Since that case, word spread throughout law enforcement that Dirkmaat's thorough methods help him uncover fine details from crime scenes that seemed to be void of information, said Somerset County Coroner Wallace Miller. "He's an unassuming guy. A mild-mannered professor with a great sense of humor," Miller said. "But he doesn't get enough recognition."
When Flight 93 crashed in a reclaimed strip mine in Somerset County during the Sept. 11 terrorist attacks, Miller said he immediately called Dirkmaat to consult with the county.
For that case and others Dirkmaat applied some of the methods he first used at the Flight 427 crash site. He used a theodolite, an instrument usually used for surveying, to create a topological map of the four-acre scene. Dirkmaat also set up a grid that helped workers flag human remains, personal affects and wreckage.
But since he worked on the Flight 427 crash site, Dirkmaat enhanced his protocol for mass fatality scenes.

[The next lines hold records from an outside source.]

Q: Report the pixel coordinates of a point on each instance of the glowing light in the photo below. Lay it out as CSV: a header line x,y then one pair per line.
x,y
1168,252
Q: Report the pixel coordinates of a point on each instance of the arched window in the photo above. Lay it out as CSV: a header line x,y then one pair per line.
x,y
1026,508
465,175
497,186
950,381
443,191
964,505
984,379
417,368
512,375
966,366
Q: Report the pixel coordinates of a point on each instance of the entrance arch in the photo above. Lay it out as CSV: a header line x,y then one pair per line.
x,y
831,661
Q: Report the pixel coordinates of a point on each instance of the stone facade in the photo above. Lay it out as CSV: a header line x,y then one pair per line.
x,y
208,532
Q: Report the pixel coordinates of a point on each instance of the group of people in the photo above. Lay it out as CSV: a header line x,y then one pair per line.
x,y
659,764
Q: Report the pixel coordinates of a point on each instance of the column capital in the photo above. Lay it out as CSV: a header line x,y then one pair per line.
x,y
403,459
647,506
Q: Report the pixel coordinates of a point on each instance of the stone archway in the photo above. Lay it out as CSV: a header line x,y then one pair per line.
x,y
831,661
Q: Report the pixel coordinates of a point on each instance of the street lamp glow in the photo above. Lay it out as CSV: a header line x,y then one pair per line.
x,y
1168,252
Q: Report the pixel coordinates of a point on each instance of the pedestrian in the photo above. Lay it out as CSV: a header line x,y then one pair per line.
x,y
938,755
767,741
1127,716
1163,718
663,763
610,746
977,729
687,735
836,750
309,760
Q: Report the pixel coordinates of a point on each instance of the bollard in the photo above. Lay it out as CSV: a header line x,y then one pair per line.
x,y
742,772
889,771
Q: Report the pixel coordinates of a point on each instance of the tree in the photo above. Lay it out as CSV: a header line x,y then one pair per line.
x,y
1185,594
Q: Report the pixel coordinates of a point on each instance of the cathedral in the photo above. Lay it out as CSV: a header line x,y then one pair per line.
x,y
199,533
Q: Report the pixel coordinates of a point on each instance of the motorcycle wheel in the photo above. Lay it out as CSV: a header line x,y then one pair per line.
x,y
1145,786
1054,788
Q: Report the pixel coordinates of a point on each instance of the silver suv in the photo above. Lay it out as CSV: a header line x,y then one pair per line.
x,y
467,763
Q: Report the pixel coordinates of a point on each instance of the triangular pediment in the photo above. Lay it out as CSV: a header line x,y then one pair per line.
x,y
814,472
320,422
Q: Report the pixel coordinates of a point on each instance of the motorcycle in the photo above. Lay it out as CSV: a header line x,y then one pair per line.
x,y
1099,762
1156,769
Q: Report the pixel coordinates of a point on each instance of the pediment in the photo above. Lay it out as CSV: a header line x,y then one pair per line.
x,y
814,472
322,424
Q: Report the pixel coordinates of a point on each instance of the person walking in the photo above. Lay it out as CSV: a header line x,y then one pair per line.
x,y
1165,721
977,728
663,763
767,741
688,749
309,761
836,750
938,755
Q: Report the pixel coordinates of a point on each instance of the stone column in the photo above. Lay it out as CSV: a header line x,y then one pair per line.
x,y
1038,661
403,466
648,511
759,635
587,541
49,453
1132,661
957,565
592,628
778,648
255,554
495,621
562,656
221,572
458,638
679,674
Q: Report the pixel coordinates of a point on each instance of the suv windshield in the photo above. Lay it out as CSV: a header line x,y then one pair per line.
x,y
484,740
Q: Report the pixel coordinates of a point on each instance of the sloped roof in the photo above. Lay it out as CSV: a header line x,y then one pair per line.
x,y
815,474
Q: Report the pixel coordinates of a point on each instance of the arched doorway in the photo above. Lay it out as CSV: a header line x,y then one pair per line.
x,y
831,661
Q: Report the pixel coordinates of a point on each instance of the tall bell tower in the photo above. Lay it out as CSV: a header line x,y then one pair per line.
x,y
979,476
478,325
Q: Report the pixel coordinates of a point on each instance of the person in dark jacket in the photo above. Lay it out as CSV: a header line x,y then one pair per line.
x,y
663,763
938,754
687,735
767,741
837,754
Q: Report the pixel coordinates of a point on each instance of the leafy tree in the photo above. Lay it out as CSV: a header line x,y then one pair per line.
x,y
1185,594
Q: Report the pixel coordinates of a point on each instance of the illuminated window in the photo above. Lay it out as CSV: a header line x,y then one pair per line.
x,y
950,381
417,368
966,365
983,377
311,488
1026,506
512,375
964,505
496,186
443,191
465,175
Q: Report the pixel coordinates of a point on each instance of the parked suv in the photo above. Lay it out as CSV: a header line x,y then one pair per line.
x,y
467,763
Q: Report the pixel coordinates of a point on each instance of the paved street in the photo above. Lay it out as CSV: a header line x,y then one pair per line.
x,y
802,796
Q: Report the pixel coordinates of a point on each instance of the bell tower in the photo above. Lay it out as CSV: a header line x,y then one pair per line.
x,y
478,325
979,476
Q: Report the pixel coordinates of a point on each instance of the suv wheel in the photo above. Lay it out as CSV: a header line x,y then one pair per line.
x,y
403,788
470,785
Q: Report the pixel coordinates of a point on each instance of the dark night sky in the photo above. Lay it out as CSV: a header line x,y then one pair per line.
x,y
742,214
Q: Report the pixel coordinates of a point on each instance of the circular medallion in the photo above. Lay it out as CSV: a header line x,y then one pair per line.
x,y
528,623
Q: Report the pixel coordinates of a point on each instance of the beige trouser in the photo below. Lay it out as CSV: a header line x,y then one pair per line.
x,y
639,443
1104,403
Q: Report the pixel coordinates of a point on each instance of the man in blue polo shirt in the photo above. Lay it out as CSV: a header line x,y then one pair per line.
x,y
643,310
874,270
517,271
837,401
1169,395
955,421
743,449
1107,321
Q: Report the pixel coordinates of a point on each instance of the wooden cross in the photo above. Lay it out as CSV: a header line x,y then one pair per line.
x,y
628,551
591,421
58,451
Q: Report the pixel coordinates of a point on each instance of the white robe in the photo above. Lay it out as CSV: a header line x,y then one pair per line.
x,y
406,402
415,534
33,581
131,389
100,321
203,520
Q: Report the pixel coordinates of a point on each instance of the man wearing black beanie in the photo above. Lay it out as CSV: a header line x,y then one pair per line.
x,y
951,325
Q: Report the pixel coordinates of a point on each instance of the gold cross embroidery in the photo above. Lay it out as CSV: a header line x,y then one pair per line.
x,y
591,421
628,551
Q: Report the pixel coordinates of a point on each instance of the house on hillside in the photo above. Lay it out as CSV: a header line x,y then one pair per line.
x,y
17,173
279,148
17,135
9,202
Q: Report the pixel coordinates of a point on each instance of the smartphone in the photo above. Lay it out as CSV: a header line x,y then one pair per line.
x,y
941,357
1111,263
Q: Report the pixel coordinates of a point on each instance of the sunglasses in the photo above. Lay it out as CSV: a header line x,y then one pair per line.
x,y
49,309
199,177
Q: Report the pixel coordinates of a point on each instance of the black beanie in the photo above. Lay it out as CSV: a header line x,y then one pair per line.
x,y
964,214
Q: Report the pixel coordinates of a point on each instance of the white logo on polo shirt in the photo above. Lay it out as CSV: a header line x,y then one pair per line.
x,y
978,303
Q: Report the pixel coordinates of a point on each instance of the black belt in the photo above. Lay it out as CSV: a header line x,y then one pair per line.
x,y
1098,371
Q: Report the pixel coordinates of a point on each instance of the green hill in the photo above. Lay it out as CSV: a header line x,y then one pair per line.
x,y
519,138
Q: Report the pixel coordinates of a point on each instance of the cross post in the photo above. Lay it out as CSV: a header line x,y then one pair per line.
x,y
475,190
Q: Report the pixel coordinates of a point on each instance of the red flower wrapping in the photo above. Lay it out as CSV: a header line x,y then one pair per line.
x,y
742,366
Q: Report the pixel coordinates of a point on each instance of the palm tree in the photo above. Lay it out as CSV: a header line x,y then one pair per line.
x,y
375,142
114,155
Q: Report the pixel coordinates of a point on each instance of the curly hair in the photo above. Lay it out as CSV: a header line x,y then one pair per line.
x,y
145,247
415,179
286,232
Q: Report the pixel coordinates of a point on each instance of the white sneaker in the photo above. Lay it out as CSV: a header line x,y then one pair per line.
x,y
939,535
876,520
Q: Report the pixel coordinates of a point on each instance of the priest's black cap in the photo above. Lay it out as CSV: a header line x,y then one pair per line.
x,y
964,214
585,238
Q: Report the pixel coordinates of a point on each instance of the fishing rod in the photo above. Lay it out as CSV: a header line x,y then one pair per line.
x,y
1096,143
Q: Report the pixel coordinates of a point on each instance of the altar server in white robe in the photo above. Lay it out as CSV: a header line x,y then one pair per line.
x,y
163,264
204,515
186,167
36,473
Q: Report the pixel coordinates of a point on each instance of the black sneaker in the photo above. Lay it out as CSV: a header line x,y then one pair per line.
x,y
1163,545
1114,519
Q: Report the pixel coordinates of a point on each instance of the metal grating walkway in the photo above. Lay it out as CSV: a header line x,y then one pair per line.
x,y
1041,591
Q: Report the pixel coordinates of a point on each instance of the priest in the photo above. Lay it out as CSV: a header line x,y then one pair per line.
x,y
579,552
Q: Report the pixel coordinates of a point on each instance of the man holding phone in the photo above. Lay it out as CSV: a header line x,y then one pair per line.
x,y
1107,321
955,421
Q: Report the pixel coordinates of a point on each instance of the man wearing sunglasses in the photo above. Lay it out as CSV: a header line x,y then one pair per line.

He now prefers that state police, rather than volunteers, scan the disaster scene and that workers recover as much evidence as possible in their first sweep of the site.
Law enforcement officials from around Pennsylvania and New York call on Dirkmaat's skills about 15 times a year. If he's called to a crime scene, Dirkmaat brings along a staff of five to 10 Mercyhurst students.
He hopes the field work will spawn a new generation of forensic anthropologists who embrace hands-on research as much as theory.
"I tell them that a lot of people find this stuff interesting, but it can't be a hobby. You've got to take this seriously because people could be convicted, they're lives could change, because of what you're studying," Dirkmaat said.